Investigation of quinocetone-induced mitochondrial damage and apoptosis in HepG2 cells and compared with its metabolites

- The toxicity of quinocetone and its metabolites was investigated in HepG2 cells.
- Quinocetone induced apoptosis, mitochondrial damage and DNA stability decreased.
- Metabolites have much lower toxicity than quinocetone.
- Gene expression revealed the novel mechanisms of quinocetone-induced apoptosis.
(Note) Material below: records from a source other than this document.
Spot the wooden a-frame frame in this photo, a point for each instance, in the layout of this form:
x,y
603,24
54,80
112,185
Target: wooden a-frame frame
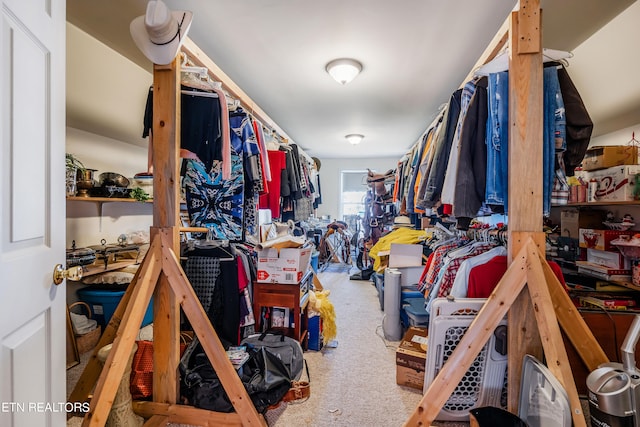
x,y
161,275
528,273
161,259
534,310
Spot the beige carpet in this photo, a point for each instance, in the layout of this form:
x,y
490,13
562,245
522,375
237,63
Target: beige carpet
x,y
352,384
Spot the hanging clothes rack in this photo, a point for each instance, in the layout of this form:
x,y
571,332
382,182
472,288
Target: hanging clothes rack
x,y
530,331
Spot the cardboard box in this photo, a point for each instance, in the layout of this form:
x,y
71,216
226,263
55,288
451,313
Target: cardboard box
x,y
591,238
405,255
611,259
616,184
286,267
572,220
411,358
602,157
602,272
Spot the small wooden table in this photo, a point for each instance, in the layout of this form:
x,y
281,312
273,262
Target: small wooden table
x,y
295,297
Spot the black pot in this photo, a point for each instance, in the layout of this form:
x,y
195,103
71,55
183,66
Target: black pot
x,y
113,179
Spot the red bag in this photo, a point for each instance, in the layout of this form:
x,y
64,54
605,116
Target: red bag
x,y
141,386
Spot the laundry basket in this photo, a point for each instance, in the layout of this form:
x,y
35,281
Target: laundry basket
x,y
88,341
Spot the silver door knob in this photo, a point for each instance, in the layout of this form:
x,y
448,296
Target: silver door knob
x,y
59,273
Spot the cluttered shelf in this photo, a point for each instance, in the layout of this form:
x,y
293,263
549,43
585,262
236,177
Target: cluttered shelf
x,y
100,267
601,203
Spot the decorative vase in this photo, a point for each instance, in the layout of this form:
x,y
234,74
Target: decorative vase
x,y
71,180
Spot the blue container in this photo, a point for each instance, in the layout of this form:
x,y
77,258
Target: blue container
x,y
315,333
103,304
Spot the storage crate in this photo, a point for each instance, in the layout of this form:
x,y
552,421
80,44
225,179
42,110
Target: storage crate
x,y
103,304
314,326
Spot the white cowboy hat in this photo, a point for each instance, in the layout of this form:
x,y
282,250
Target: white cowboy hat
x,y
160,32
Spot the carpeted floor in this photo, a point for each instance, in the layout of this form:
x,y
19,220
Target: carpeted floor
x,y
353,383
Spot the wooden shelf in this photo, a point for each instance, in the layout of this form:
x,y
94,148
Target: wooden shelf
x,y
98,267
106,200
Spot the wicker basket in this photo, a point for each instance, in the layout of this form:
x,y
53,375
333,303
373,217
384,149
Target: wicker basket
x,y
88,341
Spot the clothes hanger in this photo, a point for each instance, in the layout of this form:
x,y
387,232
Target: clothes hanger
x,y
501,61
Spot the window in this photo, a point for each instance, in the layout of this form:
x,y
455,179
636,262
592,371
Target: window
x,y
354,189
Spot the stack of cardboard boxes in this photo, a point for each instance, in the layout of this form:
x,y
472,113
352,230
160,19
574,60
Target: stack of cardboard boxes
x,y
613,171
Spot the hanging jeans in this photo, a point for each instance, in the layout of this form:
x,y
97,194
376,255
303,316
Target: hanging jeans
x,y
554,130
497,140
554,125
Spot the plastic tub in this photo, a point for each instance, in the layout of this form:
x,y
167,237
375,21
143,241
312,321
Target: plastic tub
x,y
103,304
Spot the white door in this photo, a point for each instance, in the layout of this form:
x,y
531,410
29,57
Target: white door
x,y
32,132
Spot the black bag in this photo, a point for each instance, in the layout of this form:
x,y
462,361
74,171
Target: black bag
x,y
263,375
285,348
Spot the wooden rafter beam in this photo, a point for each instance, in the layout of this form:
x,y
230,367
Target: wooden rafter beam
x,y
200,59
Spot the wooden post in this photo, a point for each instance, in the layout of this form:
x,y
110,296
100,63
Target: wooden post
x,y
166,212
525,176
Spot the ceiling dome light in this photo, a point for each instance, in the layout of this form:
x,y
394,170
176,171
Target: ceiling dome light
x,y
344,70
354,138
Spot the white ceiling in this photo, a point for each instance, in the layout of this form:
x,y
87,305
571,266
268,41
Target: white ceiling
x,y
415,53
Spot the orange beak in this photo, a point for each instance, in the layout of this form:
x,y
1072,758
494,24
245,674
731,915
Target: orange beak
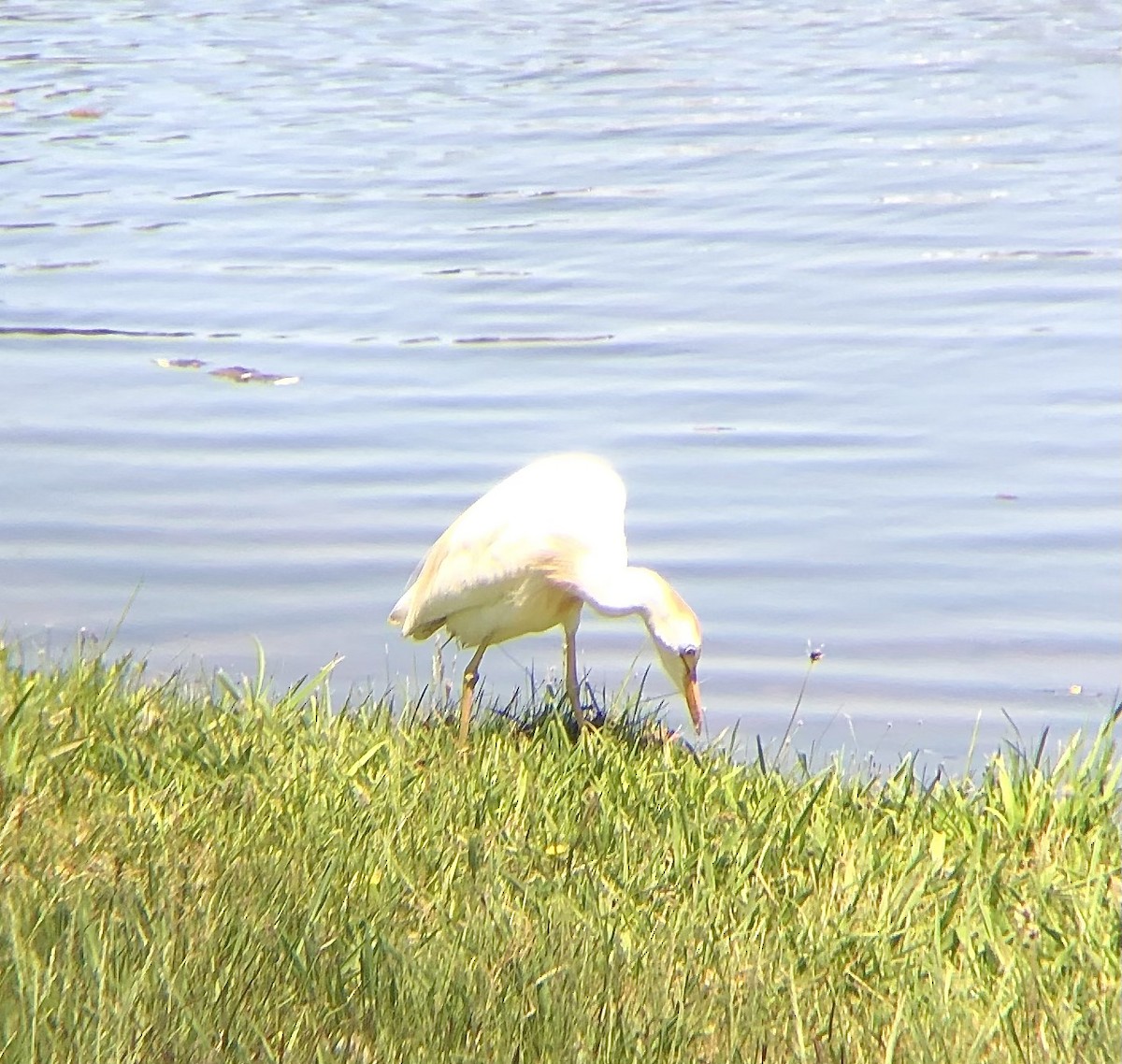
x,y
693,694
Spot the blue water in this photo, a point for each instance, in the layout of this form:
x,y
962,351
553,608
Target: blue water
x,y
835,289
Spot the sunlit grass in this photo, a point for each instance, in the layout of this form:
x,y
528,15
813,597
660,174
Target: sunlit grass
x,y
222,874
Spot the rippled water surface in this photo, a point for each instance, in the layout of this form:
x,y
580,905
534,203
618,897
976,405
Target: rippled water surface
x,y
836,290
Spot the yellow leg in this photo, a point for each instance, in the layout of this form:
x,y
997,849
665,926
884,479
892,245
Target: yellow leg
x,y
468,692
571,684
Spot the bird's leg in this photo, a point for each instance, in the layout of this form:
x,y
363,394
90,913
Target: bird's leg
x,y
467,694
571,684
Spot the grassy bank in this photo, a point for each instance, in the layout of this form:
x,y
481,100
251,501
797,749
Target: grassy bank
x,y
194,875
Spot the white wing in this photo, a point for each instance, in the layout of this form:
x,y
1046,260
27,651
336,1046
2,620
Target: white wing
x,y
556,510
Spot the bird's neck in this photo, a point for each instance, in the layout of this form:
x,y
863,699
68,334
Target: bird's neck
x,y
616,593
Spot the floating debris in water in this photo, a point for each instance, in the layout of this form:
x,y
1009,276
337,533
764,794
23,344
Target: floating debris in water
x,y
237,374
245,375
180,363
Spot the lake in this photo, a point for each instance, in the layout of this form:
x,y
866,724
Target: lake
x,y
835,287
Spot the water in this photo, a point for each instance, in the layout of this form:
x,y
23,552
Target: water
x,y
836,289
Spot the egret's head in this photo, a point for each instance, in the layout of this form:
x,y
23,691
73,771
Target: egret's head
x,y
677,637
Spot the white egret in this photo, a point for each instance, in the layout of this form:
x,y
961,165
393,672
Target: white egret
x,y
527,555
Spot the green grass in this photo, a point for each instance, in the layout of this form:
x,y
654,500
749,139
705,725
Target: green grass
x,y
199,875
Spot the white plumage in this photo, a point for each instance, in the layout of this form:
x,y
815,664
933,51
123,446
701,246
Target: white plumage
x,y
527,555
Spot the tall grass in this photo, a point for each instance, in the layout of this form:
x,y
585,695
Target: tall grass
x,y
216,874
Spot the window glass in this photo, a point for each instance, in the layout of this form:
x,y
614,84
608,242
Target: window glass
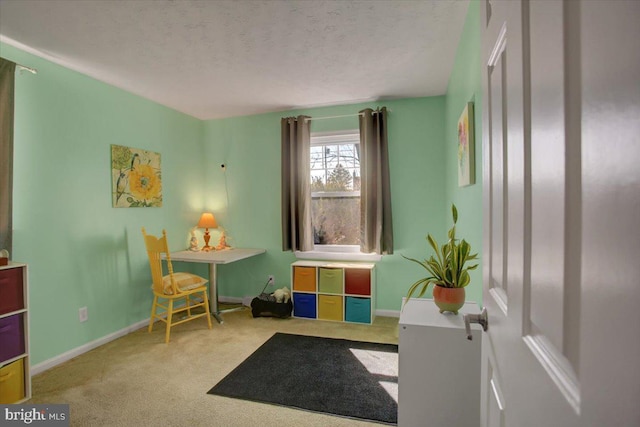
x,y
335,188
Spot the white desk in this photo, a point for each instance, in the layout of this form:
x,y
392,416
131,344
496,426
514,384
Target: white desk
x,y
213,258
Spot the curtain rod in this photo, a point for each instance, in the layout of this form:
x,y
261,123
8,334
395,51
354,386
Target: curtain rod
x,y
336,117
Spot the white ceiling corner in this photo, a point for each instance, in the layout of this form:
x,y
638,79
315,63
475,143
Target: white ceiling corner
x,y
214,59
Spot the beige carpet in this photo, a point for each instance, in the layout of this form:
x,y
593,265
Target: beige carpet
x,y
138,380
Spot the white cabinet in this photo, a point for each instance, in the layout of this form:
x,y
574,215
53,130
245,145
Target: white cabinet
x,y
438,367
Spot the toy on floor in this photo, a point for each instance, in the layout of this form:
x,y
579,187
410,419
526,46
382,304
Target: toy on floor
x,y
277,304
282,295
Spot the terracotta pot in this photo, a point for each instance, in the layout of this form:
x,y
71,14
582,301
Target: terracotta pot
x,y
448,299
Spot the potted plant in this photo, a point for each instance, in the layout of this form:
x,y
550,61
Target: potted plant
x,y
448,270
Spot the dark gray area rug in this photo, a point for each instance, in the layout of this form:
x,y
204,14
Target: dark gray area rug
x,y
341,377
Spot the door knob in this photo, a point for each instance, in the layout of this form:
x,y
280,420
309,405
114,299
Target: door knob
x,y
481,319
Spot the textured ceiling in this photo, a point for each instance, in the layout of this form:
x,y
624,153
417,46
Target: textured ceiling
x,y
213,59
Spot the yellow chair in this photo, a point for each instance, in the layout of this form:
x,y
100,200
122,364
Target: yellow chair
x,y
173,287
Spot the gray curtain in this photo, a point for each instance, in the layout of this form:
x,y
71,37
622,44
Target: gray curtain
x,y
375,191
297,234
7,77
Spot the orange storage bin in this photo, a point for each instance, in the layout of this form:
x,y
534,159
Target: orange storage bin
x,y
12,382
330,280
330,307
304,279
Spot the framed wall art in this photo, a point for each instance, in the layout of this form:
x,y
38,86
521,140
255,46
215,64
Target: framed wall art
x,y
466,151
136,178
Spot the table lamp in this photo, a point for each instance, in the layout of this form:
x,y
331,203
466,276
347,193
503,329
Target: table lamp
x,y
207,221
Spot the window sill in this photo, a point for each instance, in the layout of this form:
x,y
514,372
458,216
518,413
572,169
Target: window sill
x,y
338,256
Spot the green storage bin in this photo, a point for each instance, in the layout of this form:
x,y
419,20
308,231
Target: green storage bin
x,y
330,280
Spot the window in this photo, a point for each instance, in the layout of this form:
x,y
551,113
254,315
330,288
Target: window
x,y
335,189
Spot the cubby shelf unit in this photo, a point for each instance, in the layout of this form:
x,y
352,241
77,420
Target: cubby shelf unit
x,y
342,292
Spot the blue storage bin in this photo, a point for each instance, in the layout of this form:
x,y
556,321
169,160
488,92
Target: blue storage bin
x,y
304,305
358,310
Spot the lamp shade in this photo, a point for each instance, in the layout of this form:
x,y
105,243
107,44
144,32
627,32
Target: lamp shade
x,y
207,221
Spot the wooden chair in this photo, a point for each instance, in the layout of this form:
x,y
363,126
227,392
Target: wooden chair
x,y
173,288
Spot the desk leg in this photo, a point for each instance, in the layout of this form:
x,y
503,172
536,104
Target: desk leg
x,y
213,293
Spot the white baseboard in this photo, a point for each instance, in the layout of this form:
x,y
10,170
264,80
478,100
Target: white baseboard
x,y
388,313
61,358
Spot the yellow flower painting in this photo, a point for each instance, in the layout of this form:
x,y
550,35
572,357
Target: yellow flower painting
x,y
136,178
466,158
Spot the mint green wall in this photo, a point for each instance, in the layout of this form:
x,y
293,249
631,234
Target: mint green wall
x,y
80,250
250,148
465,85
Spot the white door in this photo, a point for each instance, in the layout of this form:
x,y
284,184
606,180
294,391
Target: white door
x,y
561,255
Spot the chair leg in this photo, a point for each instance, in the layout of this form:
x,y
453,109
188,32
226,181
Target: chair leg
x,y
169,319
206,307
153,312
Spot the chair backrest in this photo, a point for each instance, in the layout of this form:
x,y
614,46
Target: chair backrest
x,y
156,247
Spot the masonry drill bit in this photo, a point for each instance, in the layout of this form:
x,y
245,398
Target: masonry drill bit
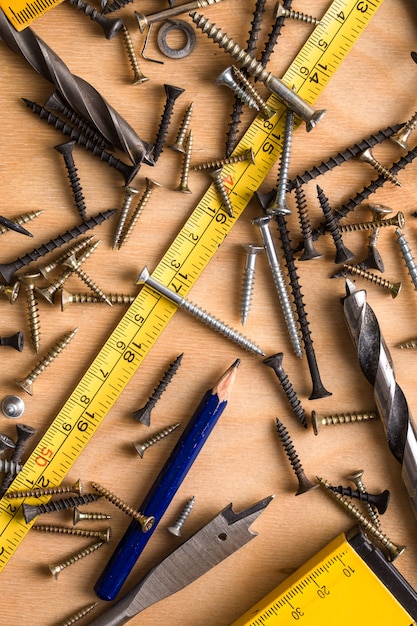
x,y
376,364
78,93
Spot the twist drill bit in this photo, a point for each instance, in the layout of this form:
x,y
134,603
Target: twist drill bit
x,y
78,93
376,364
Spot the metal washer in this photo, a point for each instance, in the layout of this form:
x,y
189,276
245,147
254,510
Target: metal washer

Quinocetone (QCT) has been widely used as an animal growth promoter in China. However, amounts of available data indicated that QCT probably had potential toxicity. The present study was aimed to investigate the genotoxicity, mitochondrial damage and apoptosis in HepG2 cells for QCT and its metabolites, DQCT and MQCA. QCT has seriously cytotoxic to HepG2 cells. The cell viability test and cytokinesis-block micronucleus test showed that the micronucleus frequency of cells treated with QCT has increased significantly, compared with DQCT and MQCA. With increasing of QCT concentrations, the genomic template stability and mitochondrial damage of HepG2 cells were aggravated. QCT-induced apoptosis in HepG2 cells were also observed. Data of caspase activities in measurement and real-time RT-PCR possibly suggested both of the mitochondria-dependent and mitochondria-independent pathways participated in the HepG2 cells apoptosis. However, all the results suggested that DQCT and MQCA showed only a little cytotoxic to HepG2 cells. In a word, QCT had toxic effects on HepG2 cells and resulted in the mitochondria-dependent and mitochondria-independent pathways of apoptosis, but the intermediate metabolites of QCT (DQCT and MQCA) were not.